Amien Rais secara terbuka mengatakan akan menggerakkan massa untuk menggeruduk KPU seandainya terjadi kecurangan oleh pemenang, maksudnya kubu Jokowi-Ma'ruf.
Melihat afiliasi massa yang berkaitan dengan Amien Rais maka yang paling mungkin adalah massa 212.
Hampir tidak mungkin Amien menggunakan massa Muhammadiyah, atau PAN. Saat ini PAN sendiri diketahui sedang berada dalam ke-gurem-an yang massif dan sulit untuk bangkit. Seberapa banyak massa PAN yang masih militan?
Semakin jelas jawaban pertanyaan mengapa kelompok 212 yang terbentuk dua tahun lalu terus dipertahankankan eksistensinya. Mereka sedang mewujudkan bentuk asli sebagai alat politik.

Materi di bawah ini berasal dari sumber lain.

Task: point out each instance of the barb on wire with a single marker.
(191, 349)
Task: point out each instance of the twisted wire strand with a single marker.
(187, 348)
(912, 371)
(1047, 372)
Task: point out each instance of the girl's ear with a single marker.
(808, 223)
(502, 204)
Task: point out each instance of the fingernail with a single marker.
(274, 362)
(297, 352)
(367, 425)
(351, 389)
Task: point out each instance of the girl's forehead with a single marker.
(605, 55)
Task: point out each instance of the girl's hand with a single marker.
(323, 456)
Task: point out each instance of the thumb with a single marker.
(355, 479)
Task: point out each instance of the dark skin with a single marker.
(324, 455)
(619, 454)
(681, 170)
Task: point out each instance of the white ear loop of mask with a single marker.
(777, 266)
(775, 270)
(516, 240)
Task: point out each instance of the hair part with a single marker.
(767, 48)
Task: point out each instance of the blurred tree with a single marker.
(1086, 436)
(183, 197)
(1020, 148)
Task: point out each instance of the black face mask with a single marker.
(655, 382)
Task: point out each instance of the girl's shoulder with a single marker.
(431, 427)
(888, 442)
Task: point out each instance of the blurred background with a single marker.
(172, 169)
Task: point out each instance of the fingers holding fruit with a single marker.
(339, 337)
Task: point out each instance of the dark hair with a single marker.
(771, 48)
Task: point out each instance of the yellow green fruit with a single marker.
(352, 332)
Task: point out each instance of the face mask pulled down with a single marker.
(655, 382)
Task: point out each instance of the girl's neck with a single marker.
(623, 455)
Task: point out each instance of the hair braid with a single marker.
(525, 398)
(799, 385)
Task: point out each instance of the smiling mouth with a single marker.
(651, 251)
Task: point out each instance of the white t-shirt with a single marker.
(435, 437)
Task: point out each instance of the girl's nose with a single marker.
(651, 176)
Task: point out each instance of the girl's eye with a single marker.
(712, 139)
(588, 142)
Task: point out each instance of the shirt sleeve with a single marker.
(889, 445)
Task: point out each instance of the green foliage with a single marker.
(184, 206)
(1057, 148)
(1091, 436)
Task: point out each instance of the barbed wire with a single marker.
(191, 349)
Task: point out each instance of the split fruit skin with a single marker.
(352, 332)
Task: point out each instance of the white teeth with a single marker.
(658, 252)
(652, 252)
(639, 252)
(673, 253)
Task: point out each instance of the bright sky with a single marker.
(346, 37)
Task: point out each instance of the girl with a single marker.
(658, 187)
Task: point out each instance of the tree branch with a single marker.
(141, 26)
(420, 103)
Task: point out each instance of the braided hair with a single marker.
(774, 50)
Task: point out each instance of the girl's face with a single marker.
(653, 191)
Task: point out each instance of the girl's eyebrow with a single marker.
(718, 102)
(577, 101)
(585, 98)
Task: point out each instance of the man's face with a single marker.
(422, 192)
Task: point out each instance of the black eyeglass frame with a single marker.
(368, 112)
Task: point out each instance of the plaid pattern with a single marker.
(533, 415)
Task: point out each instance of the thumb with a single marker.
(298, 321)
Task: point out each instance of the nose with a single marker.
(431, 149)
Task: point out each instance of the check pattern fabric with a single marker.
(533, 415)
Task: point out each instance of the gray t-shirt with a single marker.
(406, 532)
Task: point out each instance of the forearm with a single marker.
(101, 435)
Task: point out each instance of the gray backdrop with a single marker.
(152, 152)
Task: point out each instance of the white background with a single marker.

Massa 212 memiliki karakteristik unik yang berbeda dengan massa partai. Bukan partai politik dan bukan juga ormas, walaupun sebutan yang terakhir itu yang paling mungkin.
Massa partai hanya bisa digunakan untuk partai yang bersangkutan. Massa 212 dapat digunakan oleh lintas partai, asal kepentingannya searah dan setujuan.
Bertabir isu penistaan agama dan kriminalisasi ulama, massa 212 yang terbentuk dua tahun silam untuk menekan peradilan kasus Ahok; bertahan menyambung hidup dengan rutin mengadakan reuni.
Baru sekarang ada fenomena massa demo bikin reuni tahunan.